Não é o caso de se apontar a essa altura do campeonato, como quem descobre a América (sem trocadilhos), a utilização pelo cinema hollywoodiano de "temas atuais" ("current events") ou personagens reais como panos de fundo para a urdidura de suas fantasias de escapismo e afins. Além de tolo e atrasado (pois tal movimento está inserido na ficção artística desde muito antes de existir o cinema - quanto mais o cinema americano), trata-se de uma observação pouco rica, na medida em que por si só não resolve nada, afinal há mil maneiras de se fazer tal aproximação. Isso dito, que explique-se de saída: o problema central que torna Amor sem Fronteiras um filme asqueroso passa longe de uma questão moral com a ação de transformar dramas "reais" em fantasia hollywoodiana.

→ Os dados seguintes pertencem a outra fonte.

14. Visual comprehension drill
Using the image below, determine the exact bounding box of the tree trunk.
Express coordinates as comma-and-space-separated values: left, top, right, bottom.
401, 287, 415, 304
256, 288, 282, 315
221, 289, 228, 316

De fato, se partimos do final de Amor sem Fronteiras para trás, o filme apresenta até alguns pontos de interesse: a filmagem de Campbell do último "evento histórico" do filme (que se estrutura em três tempos, ou melhor, em três safáris histórico-geográfico-sociais) é a mais bem resolvida, não por acaso. Ali a realidade abre espaço de vez para o campo da fantasia, onde o filme de "ajuda humanitária" se transforma de vez em filme de espião à la James Bond (aonde Campbell já militou), e onde melhor se trabalha o campo do escapismo completo com as figuras supostamente reais dos terroristas chechenos, etc. No entanto, se fazemos o recuo, o filme vai ficando mais e mais complicado...

Se a segunda parte - o "Apocalypse Now" sexual de Angelina Jolie e Clive Owen no Camboja (um close dos lábios carnudos dela sussurrando "the horror, the horror" seria obrigatório em mãos mais subversivas) - já é bastante complicada nas aproximações políticas com a questão do sudeste asiático e a presença estrangeira, é a primeira hora do filme que faz os corações mais fortes gritarem pela cabeça dos responsáveis pelo trabalho. Voltando no tempo aos meados dos anos 80, e à questão da miséria etíope, o filme transforma-se em tal exploração da tragédia humana para puro "shock value", de tal utilização do sofrimento de pessoas de verdade como objeto de pena e heroicização dos estrangeiros, de tal obscenidade na mistura de "valor real" com "gloss hollywoodiano" de fotografia de filtros e spots bem colocados nos olhos sofridos das estrelas, que é impossível evitar o asco completo. Há até mesmo a cereja no topo do bolo, o lance que beira o surreal e que instaura de fato toda uma nova concepção dos efeitos digitais (e, de passagem, torna este filme um marco histórico do cinema a não ser ignorado, para além de desprezível ferramente ideológica): um menino-esqueleto etíope (daqueles que tanto vimos nos jornais da época) gerado por computador. Confessamos que por essa não podíamos esperar - os paradigmas morais da imagem estão todos jogados para o ar.

Não se esperava de um filme claramente feito para complementar a instauração de Angelina Jolie como embaixadora universal da UNESCO ("Lara Croft enfrenta a Fome!" parece afirmar o filme em momentos) muito mais complexidade política - para se tentar entender, por exemplo, porque estes países foram escolhidos como modelos nas épocas em que foram (e depois descartados com a mesma facilidade). Nem qualquer utilização ficcional que não fosse o esquemático "os sofridos como objetos para serem salvos"-"os heróis brigando com seus ideais para salvá-los". Mas também não se esperava uma decida tão grande e direta aos confins do obscuro na utilização (e, agora, geração!) de imagens de sofrimento para rolagem de dinheiro e entretenimento. Bastante assustador, talvez mais que a realidade que supõe "apresentar" - assim é Amor sem Fronteiras.